Co-owner Chuck Kesey grew up in the milk business. His father, Fred, managed the Eugene Farmers Creamery and put Chuck and his brother, celebrated author Ken Kesey, to work there.
Chuck studied dairy science at Oregon State University (OSU), where he met his bride, Sue, who had a brain for business. They graduated in 1960, then returned to his hometown of Springfield, where they leased the defunct Springfield Creamery for $150 a month. The couple packaged milk and delivered it to stores, homes, and city schools.
By the end of the decade, they realized that if they wanted to stay independent the company needed a niche product. Chuck Kesey had a good idea: yogurt infused with the live bacteria cultures known as probiotics he studied at OSU.
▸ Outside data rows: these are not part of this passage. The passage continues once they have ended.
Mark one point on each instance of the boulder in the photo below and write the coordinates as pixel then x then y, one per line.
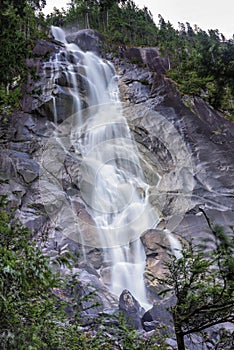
pixel 131 309
pixel 87 40
pixel 159 315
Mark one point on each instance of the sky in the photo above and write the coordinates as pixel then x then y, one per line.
pixel 207 14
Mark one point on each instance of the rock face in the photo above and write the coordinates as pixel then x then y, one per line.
pixel 131 309
pixel 186 149
pixel 87 40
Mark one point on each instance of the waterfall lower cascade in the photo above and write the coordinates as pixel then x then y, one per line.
pixel 109 177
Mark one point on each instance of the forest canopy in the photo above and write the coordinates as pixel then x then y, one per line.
pixel 201 63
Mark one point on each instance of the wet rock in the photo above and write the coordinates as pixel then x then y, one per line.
pixel 43 48
pixel 87 40
pixel 159 315
pixel 27 168
pixel 131 309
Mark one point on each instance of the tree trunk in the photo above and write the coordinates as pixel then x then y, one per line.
pixel 179 333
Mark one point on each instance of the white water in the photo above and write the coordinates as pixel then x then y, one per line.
pixel 110 177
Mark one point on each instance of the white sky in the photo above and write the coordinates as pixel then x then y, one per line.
pixel 207 14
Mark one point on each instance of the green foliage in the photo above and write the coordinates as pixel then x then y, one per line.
pixel 33 300
pixel 19 30
pixel 203 286
pixel 201 63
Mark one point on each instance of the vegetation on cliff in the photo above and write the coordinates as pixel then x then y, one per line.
pixel 41 310
pixel 201 63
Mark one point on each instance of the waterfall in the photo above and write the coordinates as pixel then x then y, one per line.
pixel 109 177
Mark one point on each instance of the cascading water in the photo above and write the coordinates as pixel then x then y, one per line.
pixel 110 177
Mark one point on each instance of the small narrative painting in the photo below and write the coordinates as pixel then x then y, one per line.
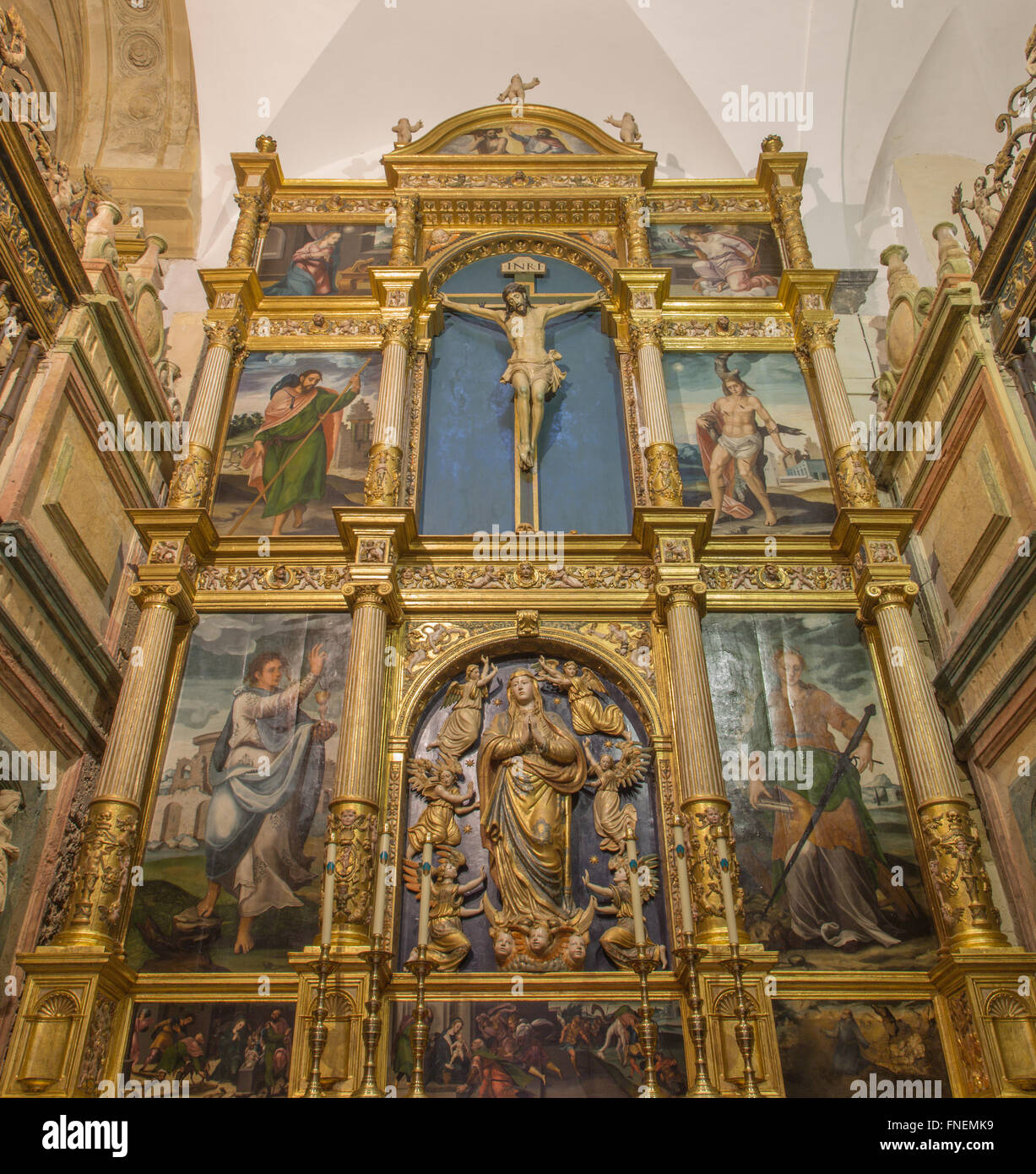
pixel 526 774
pixel 225 1050
pixel 789 693
pixel 513 136
pixel 322 259
pixel 860 1050
pixel 747 442
pixel 298 440
pixel 236 845
pixel 717 259
pixel 536 1048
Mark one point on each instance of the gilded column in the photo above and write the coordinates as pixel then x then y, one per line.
pixel 664 484
pixel 966 914
pixel 385 458
pixel 100 900
pixel 636 213
pixel 405 234
pixel 193 475
pixel 704 803
pixel 852 473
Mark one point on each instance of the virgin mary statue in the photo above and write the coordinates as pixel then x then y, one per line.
pixel 529 767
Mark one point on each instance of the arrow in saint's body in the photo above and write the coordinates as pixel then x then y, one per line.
pixel 843 760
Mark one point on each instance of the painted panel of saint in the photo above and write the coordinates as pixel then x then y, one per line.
pixel 232 864
pixel 789 692
pixel 860 1050
pixel 717 259
pixel 322 259
pixel 222 1050
pixel 538 1050
pixel 747 442
pixel 298 442
pixel 512 136
pixel 526 774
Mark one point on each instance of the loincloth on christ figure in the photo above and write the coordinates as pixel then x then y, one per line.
pixel 547 370
pixel 743 448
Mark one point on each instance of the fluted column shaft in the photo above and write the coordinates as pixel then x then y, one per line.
pixel 852 473
pixel 703 795
pixel 193 475
pixel 353 809
pixel 100 900
pixel 385 458
pixel 664 484
pixel 966 912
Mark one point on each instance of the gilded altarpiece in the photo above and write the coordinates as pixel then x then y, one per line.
pixel 659 616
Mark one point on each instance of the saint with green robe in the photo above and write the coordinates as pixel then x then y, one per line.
pixel 292 450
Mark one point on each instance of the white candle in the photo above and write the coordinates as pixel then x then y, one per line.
pixel 635 888
pixel 380 894
pixel 686 914
pixel 728 890
pixel 328 894
pixel 426 891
The company’s bookkeeper, Nancy Van Brasch Hamren, knew how to make yogurt. She and Chuck experimented and landed on a recipe that tasted fresh and tangy. They believe that theirs was the first U.S. creamery to use live Lactobacillus acidophilus cultures in yogurt.
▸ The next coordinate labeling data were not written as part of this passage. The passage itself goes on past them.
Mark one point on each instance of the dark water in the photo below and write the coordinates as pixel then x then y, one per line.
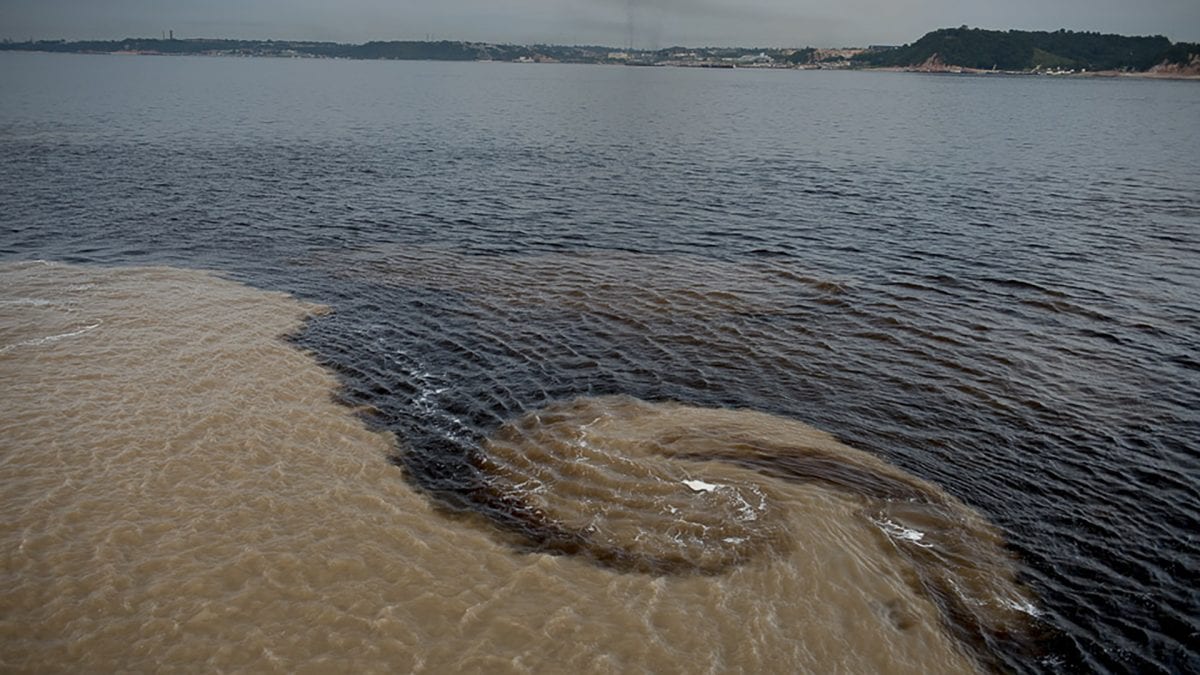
pixel 991 282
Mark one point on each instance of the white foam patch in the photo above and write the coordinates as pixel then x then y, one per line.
pixel 1023 605
pixel 51 339
pixel 700 485
pixel 898 531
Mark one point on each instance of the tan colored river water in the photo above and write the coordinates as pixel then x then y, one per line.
pixel 180 491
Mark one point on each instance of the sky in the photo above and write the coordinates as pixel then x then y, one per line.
pixel 655 23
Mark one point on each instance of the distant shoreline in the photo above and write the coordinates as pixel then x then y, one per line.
pixel 946 51
pixel 947 71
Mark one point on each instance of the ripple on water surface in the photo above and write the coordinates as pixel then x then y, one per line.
pixel 181 489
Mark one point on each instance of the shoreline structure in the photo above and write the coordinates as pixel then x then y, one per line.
pixel 960 51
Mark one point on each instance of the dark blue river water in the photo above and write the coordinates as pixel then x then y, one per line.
pixel 993 282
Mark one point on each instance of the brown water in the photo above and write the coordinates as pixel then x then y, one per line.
pixel 181 490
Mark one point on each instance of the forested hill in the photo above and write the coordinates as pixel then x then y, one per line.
pixel 1024 51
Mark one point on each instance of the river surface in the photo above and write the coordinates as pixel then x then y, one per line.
pixel 401 366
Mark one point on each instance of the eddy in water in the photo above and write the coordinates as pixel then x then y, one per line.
pixel 666 489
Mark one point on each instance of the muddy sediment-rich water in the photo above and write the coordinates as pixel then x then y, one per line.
pixel 474 366
pixel 183 489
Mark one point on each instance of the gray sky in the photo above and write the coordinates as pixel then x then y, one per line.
pixel 657 23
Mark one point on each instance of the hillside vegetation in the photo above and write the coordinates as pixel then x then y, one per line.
pixel 1024 51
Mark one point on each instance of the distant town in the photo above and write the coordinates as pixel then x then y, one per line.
pixel 961 49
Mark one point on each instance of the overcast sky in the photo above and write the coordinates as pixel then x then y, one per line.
pixel 657 23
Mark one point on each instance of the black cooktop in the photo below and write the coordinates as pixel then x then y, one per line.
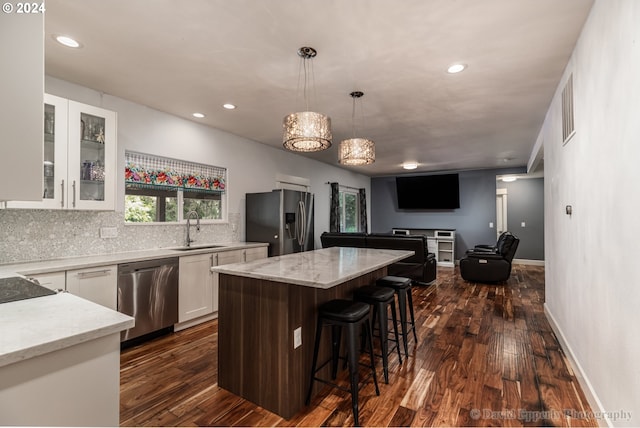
pixel 17 288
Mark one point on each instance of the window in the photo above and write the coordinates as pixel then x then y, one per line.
pixel 207 205
pixel 150 205
pixel 164 190
pixel 349 211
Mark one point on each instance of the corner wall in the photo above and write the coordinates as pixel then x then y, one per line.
pixel 592 290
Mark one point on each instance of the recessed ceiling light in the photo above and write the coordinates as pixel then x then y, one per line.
pixel 67 41
pixel 410 165
pixel 456 68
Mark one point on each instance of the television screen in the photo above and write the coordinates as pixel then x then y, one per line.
pixel 428 192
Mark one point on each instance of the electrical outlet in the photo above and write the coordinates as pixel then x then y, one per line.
pixel 297 337
pixel 108 232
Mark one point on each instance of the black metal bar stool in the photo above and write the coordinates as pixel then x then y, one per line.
pixel 380 298
pixel 337 314
pixel 402 287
The Springfield Creamery sold its first commercial batch to Willamette People’s Co-op. When someone from the co-op called to order more, they asked: "Can you bring us some more of that Nancy’s yogurt?" Nancy’s sounded tastier than Chuck’s yogurt, and the brand was born.
Ken Kesey’s stature in 1970s youth culture rubbed off on Springfield Creamery, giving it a sort of hippie star power. Among those involved early was musician Huey Lewis, who operated a delivery service and trucked Nancy’s Yogurt from Oregon to the San Francisco Bay Area.
In 1972, when the company was struggling, Chuck Kesey asked his friends in the Grateful Dead if they would play a benefit concert. Hand-drawn posters advertised the event for $3 in advance or $3.50 at the gate. The creamery turned Nancy’s Honey Yogurt labels into concert tickets. On August 27, more than 20,000 free-spirited Deadheads rocked the sweltering afternoon away in Veneta, west of Eugene. The creamery raised from $12,000 to $13,000, enough to stay in business.
Though the company kept the Springfield name, it moved to a larger facility in Eugene in 1987. The creamery employs about fifty-five people, many of them family, including Chuck and Sue’s son, Kit Kesey, who is in charge of operations, and their daughter, Sheryl Kesey Thompson, who markets the creamery’s more than eighty products, from yogurt to cottage cheese to cultured soy.
The Springfield Creamery suffered a fire in 1994, which destroyed most of the plant. It rebuilt a facility three times larger and far more efficient than the old one, positioning it well for the growth of natural and organic foods in the years that followed.